Vendredi matin, je me suis levé assez tôt pour faire la route de Rēzekne à Tartu. Il y avait du monde pour prendre son petit-déjeuner à l'hôtel et très vite toutes les tables ont été occupées. Un monsieur de peut-être soixante-dix ans ou pas loin, au teint buriné, une triple boucle à l'oreille droite et affichant un grand sourire m'a demandé en anglais s'il pouvait s'installer en face de moi.
Nous avons immédiatement entrepris une conversation pour réaliser très vite que nous étions deux Français face à face. Ce monsieur est originaire de Lorient en Bretagne et fait également le tour des Pays Baltes en solo en conduisant sa voiture camionnette. Il n'a pas de circuit pré-établi et habituellement dort sous la tente.

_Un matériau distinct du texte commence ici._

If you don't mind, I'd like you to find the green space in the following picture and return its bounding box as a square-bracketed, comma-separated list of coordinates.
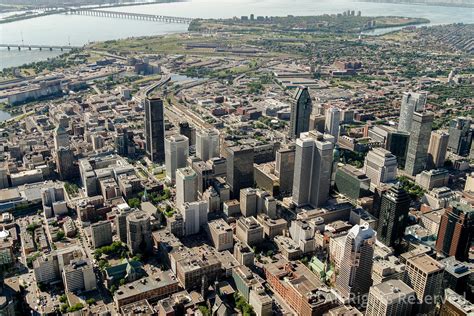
[189, 15, 429, 33]
[397, 176, 426, 199]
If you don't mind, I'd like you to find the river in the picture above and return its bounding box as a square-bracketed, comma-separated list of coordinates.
[1, 0, 473, 69]
[0, 110, 12, 122]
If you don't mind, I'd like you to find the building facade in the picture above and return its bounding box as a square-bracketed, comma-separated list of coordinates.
[165, 134, 189, 182]
[377, 184, 411, 247]
[435, 202, 474, 261]
[405, 111, 434, 176]
[289, 86, 312, 139]
[398, 92, 426, 133]
[145, 97, 165, 163]
[292, 131, 334, 208]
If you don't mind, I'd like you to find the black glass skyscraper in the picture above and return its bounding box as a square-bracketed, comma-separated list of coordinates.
[448, 117, 472, 157]
[289, 86, 312, 139]
[377, 183, 411, 247]
[145, 97, 165, 163]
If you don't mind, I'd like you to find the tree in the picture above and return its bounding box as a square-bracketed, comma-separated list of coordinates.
[86, 298, 96, 305]
[60, 304, 68, 313]
[198, 305, 210, 316]
[128, 198, 140, 208]
[56, 230, 65, 241]
[67, 303, 84, 312]
[109, 285, 117, 294]
[234, 293, 255, 316]
[59, 294, 67, 303]
[26, 222, 39, 234]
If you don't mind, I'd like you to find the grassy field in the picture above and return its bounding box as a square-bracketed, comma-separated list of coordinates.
[189, 15, 429, 33]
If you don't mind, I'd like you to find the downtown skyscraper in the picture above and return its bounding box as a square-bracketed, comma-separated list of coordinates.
[447, 117, 472, 157]
[289, 86, 312, 139]
[196, 128, 220, 162]
[398, 91, 427, 133]
[336, 224, 376, 301]
[165, 134, 189, 182]
[292, 131, 334, 208]
[435, 202, 474, 261]
[427, 130, 449, 169]
[325, 106, 341, 141]
[377, 183, 411, 247]
[144, 97, 165, 163]
[405, 111, 434, 176]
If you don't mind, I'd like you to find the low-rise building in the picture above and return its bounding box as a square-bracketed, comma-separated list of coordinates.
[62, 259, 96, 293]
[113, 272, 180, 308]
[274, 235, 302, 260]
[256, 214, 287, 239]
[372, 256, 406, 285]
[90, 220, 113, 248]
[265, 259, 337, 315]
[233, 241, 255, 266]
[208, 219, 233, 252]
[236, 216, 264, 246]
[415, 169, 449, 190]
[440, 288, 474, 316]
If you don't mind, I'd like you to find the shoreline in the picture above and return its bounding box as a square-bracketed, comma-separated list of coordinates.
[357, 0, 474, 8]
[1, 15, 428, 71]
[0, 0, 186, 24]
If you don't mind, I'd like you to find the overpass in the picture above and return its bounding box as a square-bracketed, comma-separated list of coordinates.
[0, 44, 81, 51]
[68, 9, 193, 24]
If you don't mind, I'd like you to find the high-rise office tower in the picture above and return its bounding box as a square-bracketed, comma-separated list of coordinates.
[0, 165, 8, 189]
[144, 97, 165, 163]
[386, 130, 410, 168]
[398, 92, 427, 133]
[226, 145, 254, 199]
[179, 121, 196, 146]
[435, 202, 474, 261]
[165, 134, 189, 182]
[54, 126, 69, 151]
[366, 280, 416, 316]
[405, 111, 434, 176]
[115, 125, 129, 156]
[176, 167, 198, 211]
[427, 130, 449, 169]
[126, 210, 152, 255]
[377, 183, 411, 247]
[404, 253, 444, 314]
[115, 206, 133, 243]
[182, 200, 208, 236]
[240, 188, 257, 217]
[335, 164, 371, 201]
[289, 86, 312, 139]
[90, 221, 113, 249]
[292, 131, 334, 208]
[363, 148, 398, 190]
[91, 133, 104, 151]
[196, 128, 220, 162]
[275, 145, 296, 196]
[336, 224, 376, 300]
[309, 113, 325, 133]
[56, 147, 76, 181]
[325, 106, 341, 141]
[448, 117, 472, 157]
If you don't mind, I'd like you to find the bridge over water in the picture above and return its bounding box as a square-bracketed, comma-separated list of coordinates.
[0, 44, 81, 51]
[68, 9, 194, 24]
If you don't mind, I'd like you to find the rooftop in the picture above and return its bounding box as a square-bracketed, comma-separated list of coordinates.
[114, 272, 178, 301]
[370, 280, 415, 303]
[407, 254, 444, 274]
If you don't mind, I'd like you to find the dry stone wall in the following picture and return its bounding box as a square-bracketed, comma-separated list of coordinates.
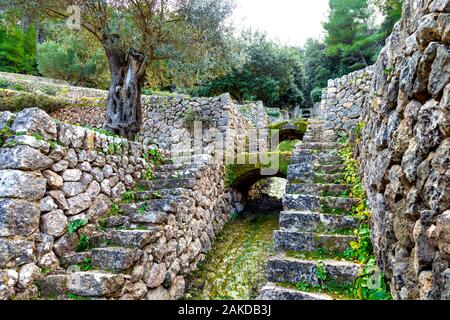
[0, 108, 150, 299]
[0, 108, 237, 300]
[319, 67, 373, 135]
[319, 0, 450, 300]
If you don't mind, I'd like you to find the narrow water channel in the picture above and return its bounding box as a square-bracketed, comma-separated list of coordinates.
[184, 212, 279, 300]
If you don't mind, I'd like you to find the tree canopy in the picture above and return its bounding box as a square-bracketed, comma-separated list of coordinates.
[195, 32, 306, 109]
[0, 0, 404, 119]
[0, 7, 36, 74]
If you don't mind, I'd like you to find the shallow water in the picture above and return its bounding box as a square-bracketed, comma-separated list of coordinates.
[184, 212, 279, 300]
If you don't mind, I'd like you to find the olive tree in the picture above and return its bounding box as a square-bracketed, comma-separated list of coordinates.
[20, 0, 234, 139]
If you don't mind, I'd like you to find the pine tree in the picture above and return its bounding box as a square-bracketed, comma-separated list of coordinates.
[324, 0, 384, 74]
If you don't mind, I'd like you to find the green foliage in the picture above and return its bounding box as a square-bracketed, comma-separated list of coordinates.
[151, 192, 163, 200]
[137, 203, 148, 214]
[66, 293, 90, 300]
[108, 203, 121, 216]
[303, 38, 339, 106]
[77, 258, 93, 271]
[76, 234, 90, 252]
[87, 127, 120, 138]
[0, 79, 28, 92]
[107, 143, 120, 155]
[40, 267, 53, 276]
[144, 148, 164, 166]
[339, 137, 392, 300]
[0, 10, 36, 74]
[277, 140, 301, 153]
[310, 87, 324, 103]
[196, 31, 306, 109]
[36, 29, 109, 89]
[315, 261, 328, 286]
[0, 116, 13, 147]
[121, 190, 137, 204]
[143, 167, 155, 181]
[0, 90, 65, 113]
[40, 85, 60, 96]
[374, 0, 403, 36]
[96, 218, 107, 232]
[354, 257, 392, 300]
[67, 219, 87, 234]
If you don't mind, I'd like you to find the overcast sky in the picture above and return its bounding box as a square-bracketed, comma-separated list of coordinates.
[231, 0, 330, 46]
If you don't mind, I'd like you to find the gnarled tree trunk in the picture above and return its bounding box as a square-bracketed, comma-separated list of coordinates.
[104, 50, 145, 140]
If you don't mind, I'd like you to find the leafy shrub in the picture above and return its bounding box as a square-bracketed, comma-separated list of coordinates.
[76, 234, 90, 252]
[68, 219, 88, 234]
[144, 148, 164, 165]
[0, 79, 10, 89]
[40, 85, 60, 96]
[310, 87, 324, 103]
[0, 91, 65, 113]
[0, 117, 14, 147]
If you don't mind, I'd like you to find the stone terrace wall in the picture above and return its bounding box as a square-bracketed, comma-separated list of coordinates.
[319, 66, 373, 135]
[319, 0, 450, 300]
[237, 101, 269, 129]
[0, 108, 150, 299]
[0, 71, 263, 159]
[0, 71, 107, 99]
[0, 108, 234, 300]
[50, 92, 254, 160]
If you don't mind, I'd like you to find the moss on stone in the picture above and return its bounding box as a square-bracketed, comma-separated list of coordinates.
[225, 151, 291, 187]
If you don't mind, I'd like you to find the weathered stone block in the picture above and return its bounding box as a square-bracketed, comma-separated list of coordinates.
[0, 170, 46, 200]
[0, 146, 53, 171]
[66, 193, 92, 216]
[67, 271, 124, 297]
[429, 44, 450, 97]
[0, 269, 18, 300]
[0, 239, 34, 268]
[436, 211, 450, 260]
[11, 108, 57, 140]
[0, 199, 40, 237]
[40, 210, 68, 238]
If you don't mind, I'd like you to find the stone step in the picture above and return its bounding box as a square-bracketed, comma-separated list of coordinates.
[283, 195, 359, 213]
[60, 252, 91, 268]
[287, 163, 345, 181]
[122, 198, 177, 215]
[259, 283, 332, 300]
[108, 229, 162, 249]
[303, 135, 336, 143]
[91, 247, 141, 272]
[273, 230, 356, 254]
[279, 211, 359, 233]
[291, 153, 343, 165]
[289, 172, 343, 184]
[140, 178, 196, 190]
[291, 147, 341, 159]
[136, 188, 188, 200]
[157, 163, 198, 172]
[67, 271, 125, 297]
[286, 183, 350, 196]
[298, 142, 344, 151]
[163, 154, 211, 165]
[267, 255, 361, 286]
[153, 168, 198, 180]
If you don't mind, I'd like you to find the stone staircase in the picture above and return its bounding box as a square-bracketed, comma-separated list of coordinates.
[41, 154, 207, 299]
[260, 119, 362, 300]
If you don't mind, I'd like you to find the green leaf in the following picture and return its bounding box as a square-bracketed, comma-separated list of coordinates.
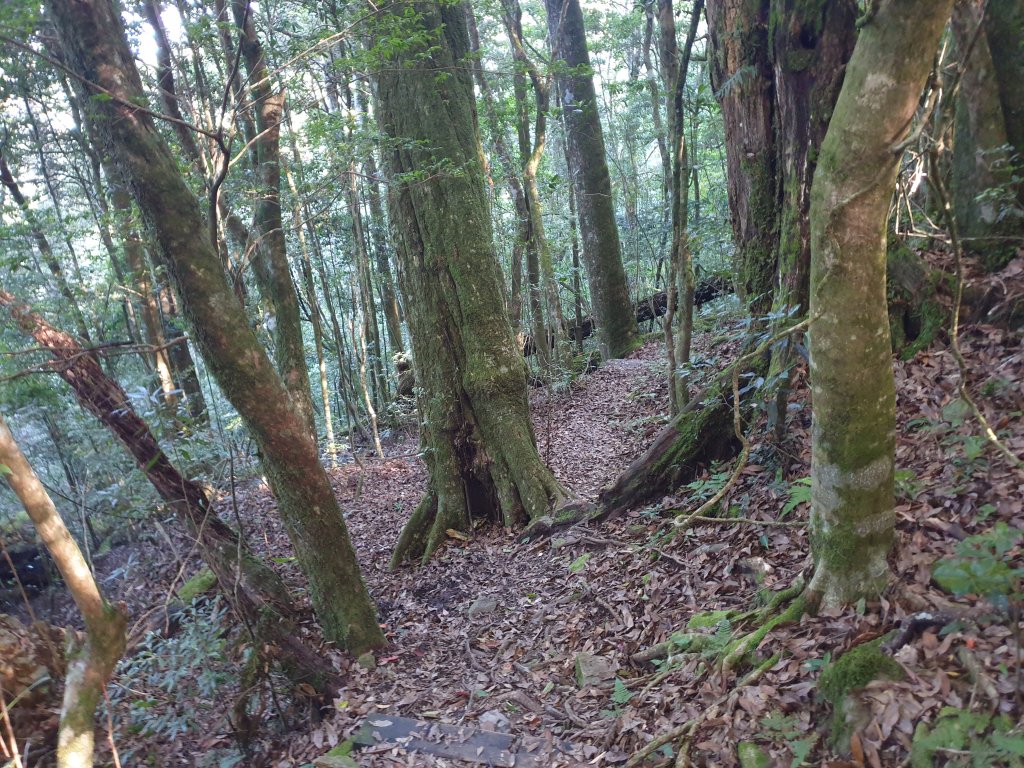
[789, 737, 815, 767]
[611, 677, 633, 706]
[568, 554, 591, 573]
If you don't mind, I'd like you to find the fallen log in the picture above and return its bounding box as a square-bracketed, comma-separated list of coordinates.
[596, 380, 739, 520]
[523, 275, 733, 357]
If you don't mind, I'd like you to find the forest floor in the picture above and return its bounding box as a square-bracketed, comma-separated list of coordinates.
[10, 256, 1024, 767]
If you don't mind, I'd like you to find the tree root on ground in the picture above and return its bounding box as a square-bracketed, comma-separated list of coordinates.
[623, 577, 809, 764]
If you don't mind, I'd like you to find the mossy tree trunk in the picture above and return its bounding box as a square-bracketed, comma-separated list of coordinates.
[806, 0, 954, 609]
[765, 0, 858, 438]
[47, 0, 384, 653]
[373, 1, 571, 565]
[544, 0, 638, 359]
[706, 0, 778, 315]
[232, 1, 317, 438]
[0, 412, 126, 768]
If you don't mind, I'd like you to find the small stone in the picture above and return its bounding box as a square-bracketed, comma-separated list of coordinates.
[468, 595, 499, 619]
[356, 651, 376, 670]
[478, 709, 511, 733]
[574, 652, 617, 688]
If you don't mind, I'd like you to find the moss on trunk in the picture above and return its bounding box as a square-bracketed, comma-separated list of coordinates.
[806, 0, 954, 609]
[597, 380, 738, 520]
[374, 2, 568, 566]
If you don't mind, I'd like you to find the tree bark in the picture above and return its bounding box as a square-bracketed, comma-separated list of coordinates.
[363, 151, 405, 354]
[373, 1, 574, 565]
[46, 0, 384, 653]
[949, 0, 1022, 266]
[806, 0, 954, 609]
[0, 412, 126, 768]
[706, 0, 778, 314]
[658, 0, 703, 411]
[545, 0, 638, 359]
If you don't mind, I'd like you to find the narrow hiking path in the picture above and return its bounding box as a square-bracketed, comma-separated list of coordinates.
[249, 278, 1022, 767]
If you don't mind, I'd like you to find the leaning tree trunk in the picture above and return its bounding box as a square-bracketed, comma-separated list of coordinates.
[373, 1, 574, 565]
[0, 412, 126, 768]
[806, 0, 954, 609]
[46, 0, 384, 654]
[544, 0, 638, 359]
[0, 289, 343, 692]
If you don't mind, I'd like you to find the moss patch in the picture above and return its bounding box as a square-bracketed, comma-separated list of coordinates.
[819, 635, 905, 749]
[737, 741, 772, 768]
[177, 568, 216, 603]
[687, 609, 733, 630]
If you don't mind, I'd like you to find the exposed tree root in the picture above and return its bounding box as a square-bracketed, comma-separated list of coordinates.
[719, 578, 807, 675]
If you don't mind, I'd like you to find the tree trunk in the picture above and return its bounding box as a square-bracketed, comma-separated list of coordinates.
[47, 0, 384, 653]
[545, 0, 638, 359]
[706, 0, 778, 314]
[950, 0, 1021, 267]
[765, 0, 858, 438]
[232, 1, 317, 438]
[0, 289, 344, 691]
[105, 172, 180, 411]
[283, 137, 337, 459]
[363, 152, 405, 354]
[0, 412, 126, 768]
[806, 0, 953, 609]
[985, 0, 1024, 179]
[658, 0, 704, 410]
[374, 1, 573, 565]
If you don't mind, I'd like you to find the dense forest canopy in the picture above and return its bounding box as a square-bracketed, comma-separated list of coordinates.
[0, 0, 1022, 766]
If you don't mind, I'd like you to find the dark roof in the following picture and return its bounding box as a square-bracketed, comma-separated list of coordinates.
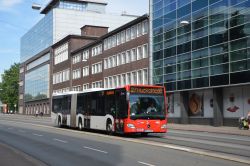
[72, 14, 149, 55]
[41, 0, 107, 14]
[81, 25, 109, 29]
[51, 35, 99, 48]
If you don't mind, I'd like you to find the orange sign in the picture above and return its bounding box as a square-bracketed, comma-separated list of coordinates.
[130, 87, 163, 94]
[106, 90, 115, 95]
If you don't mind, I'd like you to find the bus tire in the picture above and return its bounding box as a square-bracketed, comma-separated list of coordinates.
[58, 116, 62, 127]
[78, 118, 83, 131]
[106, 119, 113, 135]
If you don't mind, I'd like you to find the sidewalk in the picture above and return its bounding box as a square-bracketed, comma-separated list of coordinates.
[167, 123, 250, 136]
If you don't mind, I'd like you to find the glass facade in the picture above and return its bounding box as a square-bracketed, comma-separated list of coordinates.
[20, 11, 53, 63]
[24, 64, 50, 102]
[57, 0, 87, 11]
[152, 0, 250, 92]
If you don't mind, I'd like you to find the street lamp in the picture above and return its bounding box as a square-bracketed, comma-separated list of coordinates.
[14, 104, 17, 114]
[32, 3, 42, 10]
[180, 20, 190, 26]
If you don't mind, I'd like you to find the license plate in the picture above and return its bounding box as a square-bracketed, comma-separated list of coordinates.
[136, 128, 144, 132]
[144, 130, 153, 132]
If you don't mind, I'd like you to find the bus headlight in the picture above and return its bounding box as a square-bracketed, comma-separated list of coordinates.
[161, 124, 167, 129]
[127, 123, 135, 129]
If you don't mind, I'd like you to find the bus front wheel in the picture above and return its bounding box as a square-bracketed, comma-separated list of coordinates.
[106, 120, 113, 135]
[78, 119, 83, 131]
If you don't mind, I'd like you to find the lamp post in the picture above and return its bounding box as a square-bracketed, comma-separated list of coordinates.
[14, 104, 17, 114]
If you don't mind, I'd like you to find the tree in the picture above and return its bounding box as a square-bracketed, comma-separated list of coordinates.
[0, 63, 19, 112]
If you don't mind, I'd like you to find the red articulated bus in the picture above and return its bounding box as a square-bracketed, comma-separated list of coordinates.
[52, 85, 167, 136]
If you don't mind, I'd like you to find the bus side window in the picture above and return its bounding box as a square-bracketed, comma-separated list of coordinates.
[105, 94, 115, 116]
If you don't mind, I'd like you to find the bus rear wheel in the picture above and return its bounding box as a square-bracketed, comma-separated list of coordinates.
[58, 116, 62, 127]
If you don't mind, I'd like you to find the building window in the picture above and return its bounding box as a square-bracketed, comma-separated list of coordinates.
[143, 69, 148, 84]
[82, 50, 89, 61]
[126, 28, 131, 41]
[142, 20, 148, 34]
[113, 76, 117, 88]
[19, 81, 23, 87]
[126, 73, 131, 85]
[92, 44, 102, 57]
[62, 87, 70, 92]
[104, 58, 108, 69]
[82, 66, 89, 77]
[117, 53, 121, 66]
[117, 33, 121, 45]
[72, 69, 81, 79]
[83, 83, 89, 90]
[72, 54, 81, 64]
[126, 50, 131, 63]
[104, 78, 108, 88]
[108, 77, 112, 88]
[112, 55, 117, 67]
[20, 67, 24, 73]
[131, 25, 137, 39]
[72, 85, 81, 91]
[122, 74, 126, 86]
[54, 42, 68, 65]
[112, 35, 117, 47]
[138, 70, 143, 84]
[117, 75, 121, 87]
[143, 44, 148, 58]
[137, 46, 143, 60]
[132, 71, 137, 84]
[108, 57, 112, 68]
[121, 31, 126, 43]
[137, 23, 142, 37]
[53, 69, 70, 84]
[19, 94, 23, 100]
[131, 48, 137, 61]
[121, 52, 126, 64]
[92, 62, 102, 74]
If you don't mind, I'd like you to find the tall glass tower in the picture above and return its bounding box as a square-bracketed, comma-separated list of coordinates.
[151, 0, 250, 126]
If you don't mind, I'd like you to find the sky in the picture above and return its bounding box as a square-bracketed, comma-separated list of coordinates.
[0, 0, 149, 81]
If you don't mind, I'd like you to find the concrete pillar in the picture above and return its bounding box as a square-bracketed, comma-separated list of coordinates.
[180, 91, 189, 124]
[213, 88, 223, 126]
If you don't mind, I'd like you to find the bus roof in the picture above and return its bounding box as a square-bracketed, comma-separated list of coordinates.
[52, 85, 165, 97]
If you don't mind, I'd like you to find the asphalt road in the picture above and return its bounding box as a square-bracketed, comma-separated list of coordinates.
[0, 115, 249, 166]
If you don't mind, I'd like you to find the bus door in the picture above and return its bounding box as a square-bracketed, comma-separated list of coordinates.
[115, 89, 128, 133]
[84, 93, 91, 129]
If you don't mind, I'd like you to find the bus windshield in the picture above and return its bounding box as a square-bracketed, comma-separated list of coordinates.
[129, 94, 166, 120]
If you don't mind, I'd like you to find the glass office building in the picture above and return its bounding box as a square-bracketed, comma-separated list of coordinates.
[20, 0, 136, 63]
[151, 0, 250, 125]
[19, 0, 138, 115]
[24, 64, 50, 102]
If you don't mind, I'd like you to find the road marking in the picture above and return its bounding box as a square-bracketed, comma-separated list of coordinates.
[18, 130, 26, 133]
[32, 133, 43, 137]
[138, 161, 156, 166]
[7, 127, 13, 130]
[83, 146, 108, 154]
[53, 138, 68, 143]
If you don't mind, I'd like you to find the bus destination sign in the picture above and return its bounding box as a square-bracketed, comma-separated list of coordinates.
[130, 87, 163, 95]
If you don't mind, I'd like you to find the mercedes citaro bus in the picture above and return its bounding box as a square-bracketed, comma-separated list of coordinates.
[52, 85, 167, 135]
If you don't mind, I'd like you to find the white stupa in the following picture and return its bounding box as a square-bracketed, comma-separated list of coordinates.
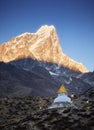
[48, 84, 72, 109]
[54, 93, 71, 103]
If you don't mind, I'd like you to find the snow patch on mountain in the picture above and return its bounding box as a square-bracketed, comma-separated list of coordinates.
[49, 71, 59, 76]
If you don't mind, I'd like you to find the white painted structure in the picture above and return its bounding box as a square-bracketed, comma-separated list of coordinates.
[54, 93, 71, 103]
[48, 93, 71, 109]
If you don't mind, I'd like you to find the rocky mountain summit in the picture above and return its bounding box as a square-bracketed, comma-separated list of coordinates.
[0, 25, 88, 73]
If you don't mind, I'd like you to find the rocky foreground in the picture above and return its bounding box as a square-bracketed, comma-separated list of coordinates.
[0, 88, 94, 130]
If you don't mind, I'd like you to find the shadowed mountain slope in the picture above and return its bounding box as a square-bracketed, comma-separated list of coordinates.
[0, 58, 93, 97]
[0, 62, 58, 97]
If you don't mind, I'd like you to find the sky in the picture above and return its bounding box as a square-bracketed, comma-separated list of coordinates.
[0, 0, 94, 71]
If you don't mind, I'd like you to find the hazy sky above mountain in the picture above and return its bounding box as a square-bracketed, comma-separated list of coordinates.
[0, 0, 94, 71]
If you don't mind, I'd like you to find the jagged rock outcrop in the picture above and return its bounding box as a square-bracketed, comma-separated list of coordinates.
[0, 25, 88, 73]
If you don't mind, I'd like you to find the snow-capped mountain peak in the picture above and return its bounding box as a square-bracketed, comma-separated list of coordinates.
[0, 25, 88, 73]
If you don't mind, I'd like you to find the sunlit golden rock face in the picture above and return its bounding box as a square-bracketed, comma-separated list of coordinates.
[0, 25, 88, 73]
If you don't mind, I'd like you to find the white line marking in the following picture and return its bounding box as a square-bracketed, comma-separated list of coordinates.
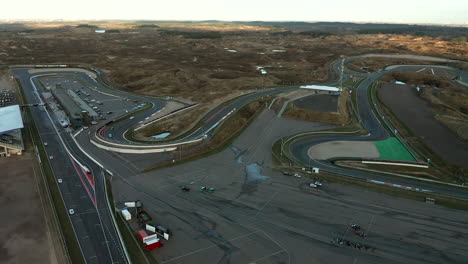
[260, 231, 291, 264]
[249, 250, 285, 263]
[256, 192, 278, 217]
[352, 256, 359, 264]
[161, 231, 260, 263]
[365, 215, 375, 236]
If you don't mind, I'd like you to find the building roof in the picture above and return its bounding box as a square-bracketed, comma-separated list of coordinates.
[51, 87, 82, 119]
[0, 105, 24, 135]
[67, 90, 98, 118]
[299, 85, 340, 92]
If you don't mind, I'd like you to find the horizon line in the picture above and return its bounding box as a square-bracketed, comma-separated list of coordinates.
[1, 19, 467, 27]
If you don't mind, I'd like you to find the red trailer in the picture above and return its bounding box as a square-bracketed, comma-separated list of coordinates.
[137, 230, 148, 241]
[137, 230, 163, 250]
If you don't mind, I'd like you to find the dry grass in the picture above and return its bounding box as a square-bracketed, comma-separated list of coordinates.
[381, 72, 452, 88]
[1, 23, 467, 130]
[136, 106, 206, 138]
[145, 99, 265, 170]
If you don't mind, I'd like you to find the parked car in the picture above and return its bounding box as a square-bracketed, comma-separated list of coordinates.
[293, 173, 302, 178]
[282, 172, 292, 176]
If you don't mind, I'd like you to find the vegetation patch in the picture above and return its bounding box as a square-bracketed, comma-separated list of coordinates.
[382, 71, 452, 88]
[158, 29, 222, 39]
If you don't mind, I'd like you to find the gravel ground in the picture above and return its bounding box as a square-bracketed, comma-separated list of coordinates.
[308, 141, 379, 160]
[294, 94, 338, 112]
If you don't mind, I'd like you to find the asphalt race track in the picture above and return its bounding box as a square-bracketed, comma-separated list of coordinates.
[13, 69, 127, 264]
[10, 54, 468, 264]
[290, 63, 468, 199]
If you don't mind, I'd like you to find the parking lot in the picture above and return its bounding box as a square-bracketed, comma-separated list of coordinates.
[39, 76, 147, 127]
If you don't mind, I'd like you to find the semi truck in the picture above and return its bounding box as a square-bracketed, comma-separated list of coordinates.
[121, 209, 131, 220]
[137, 230, 163, 250]
[124, 200, 142, 208]
[146, 224, 171, 240]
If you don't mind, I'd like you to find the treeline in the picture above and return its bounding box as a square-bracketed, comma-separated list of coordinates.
[358, 26, 468, 38]
[272, 30, 333, 37]
[158, 29, 222, 39]
[77, 24, 98, 28]
[137, 24, 160, 28]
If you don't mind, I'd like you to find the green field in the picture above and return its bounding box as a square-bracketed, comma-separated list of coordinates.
[374, 137, 416, 162]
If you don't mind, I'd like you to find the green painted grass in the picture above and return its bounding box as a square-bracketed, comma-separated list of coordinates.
[374, 137, 416, 162]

Cette rencontre quasi improbable, de bon matin à Rēzekne, m'a bien intéressé. Cette autre approche du voyage au jour le jour m'a peut-être conduit à prendre un peu de distance avec le programme assez précis que j'ai établi pour chaque étape. Ces trois derniers jours je me suis donné davantage de temps pour simplement aller où le regard me conduisait, sans à chaque fois avoir un but de visite.
J'ai bien pris la route comme prévu pour aller à Tartu, dite capitale universitaire et intellectuelle de l'Estonie et des Pays Baltes. Après m'être bien promené en Latgale lettone, région assez pauvre, très rurale, russophone et plutôt catholique, j'avais très envie de retrouver cette ville vivante et jeune où je suis déjà allé l'an dernier.
Je me suis arrêté dans cette ancienne ville allemande nommée jusqu'en 1920 Walk. Il se trouve qu'aujourd'hui la frontière entre la Lettonie et l'Estonie passe au travers de cette ville. Le dessin de coupure territoriale avait alors donné lieu à un compromis, réactivé en 1991 lorsque les deux pays ont quitté l'URSS et repris leur indépendance. Cette ville se partage donc maintenant entre Valka (lettone) et Valga (estonienne).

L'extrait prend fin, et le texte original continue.